Seastar - RGCN - Githubissues

JoelMathewC commented 1 year ago

Seastar's original implementation does not present a vertex centric program for RGCN, it rather uses a handwritten kernel in dgl-hack. Let's try to write a vertex-centric program for RGCN, this issue will track any issues faced along the way.

Details about the original implementation of RGCN can be found here.

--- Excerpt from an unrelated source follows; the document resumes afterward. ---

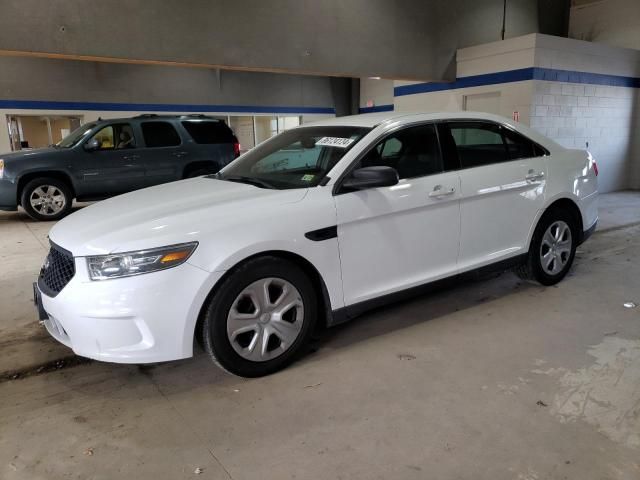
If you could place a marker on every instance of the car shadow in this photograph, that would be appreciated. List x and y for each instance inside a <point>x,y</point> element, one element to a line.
<point>190,375</point>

JoelMathewC commented 1 year ago

Trying to run train.py by using dgl.RelGraphConv to see if the train file can execute without dgl-hack. Turns out there is a custom function add_edges_with_type that was implemented. Additionally had to make some modifications to input tensor sizes but I got RGCN to run successfully on DGL.

The training log for DGL-RGCN on aifb dataset is

Train Accuracy: 0.2857 | Train Loss: 48903460.0000 | Validation Accuracy: 0.3214 | Validation loss: 56560608.0000
Train Accuracy: 0.2857 | Train Loss: 48815928.0000 | Validation Accuracy: 0.3214 | Validation loss: 56243768.0000
Train Accuracy: 0.2857 | Train Loss: 47918792.0000 | Validation Accuracy: 0.3214 | Validation loss: 54764828.0000
Epoch 00003 | Train Forward Time(s) 0.0026 | Backward Time(s) 0.0017
Train Accuracy: 0.2946 | Train Loss: 47904824.0000 | Validation Accuracy: 0.3214 | Validation loss: 54428792.0000
Epoch 00004 | Train Forward Time(s) 0.0026 | Backward Time(s) 0.0018
Train Accuracy: 0.2946 | Train Loss: 48096584.0000 | Validation Accuracy: 0.3214 | Validation loss: 54330104.0000
Epoch 00005 | Train Forward Time(s) 0.0029 | Backward Time(s) 0.0022
Train Accuracy: 0.3036 | Train Loss: 48391628.0000 | Validation Accuracy: 0.3214 | Validation loss: 54448644.0000
Epoch 00006 | Train Forward Time(s) 0.0029 | Backward Time(s) 0.0020
Train Accuracy: 0.3036 | Train Loss: 48688448.0000 | Validation Accuracy: 0.3214 | Validation loss: 54529480.0000
Epoch 00007 | Train Forward Time(s) 0.0028 | Backward Time(s) 0.0021
Train Accuracy: 0.3125 | Train Loss: 48979032.0000 | Validation Accuracy: 0.3214 | Validation loss: 54579388.0000
Epoch 00008 | Train Forward Time(s) 0.0027 | Backward Time(s) 0.0018
Train Accuracy: 0.3125 | Train Loss: 49252564.0000 | Validation Accuracy: 0.3214 | Validation loss: 54631652.0000
Epoch 00009 | Train Forward Time(s) 0.0028 | Backward Time(s) 0.0018
Train Accuracy: 0.3125 | Train Loss: 49504344.0000 | Validation Accuracy: 0.3214 | Validation loss: 54682868.0000
Epoch 00010 | Train Forward Time(s) 0.0030 | Backward Time(s) 0.0020
Train Accuracy: 0.3125 | Train Loss: 49736864.0000 | Validation Accuracy: 0.3214 | Validation loss: 54717436.0000

However it seems like the model is not training.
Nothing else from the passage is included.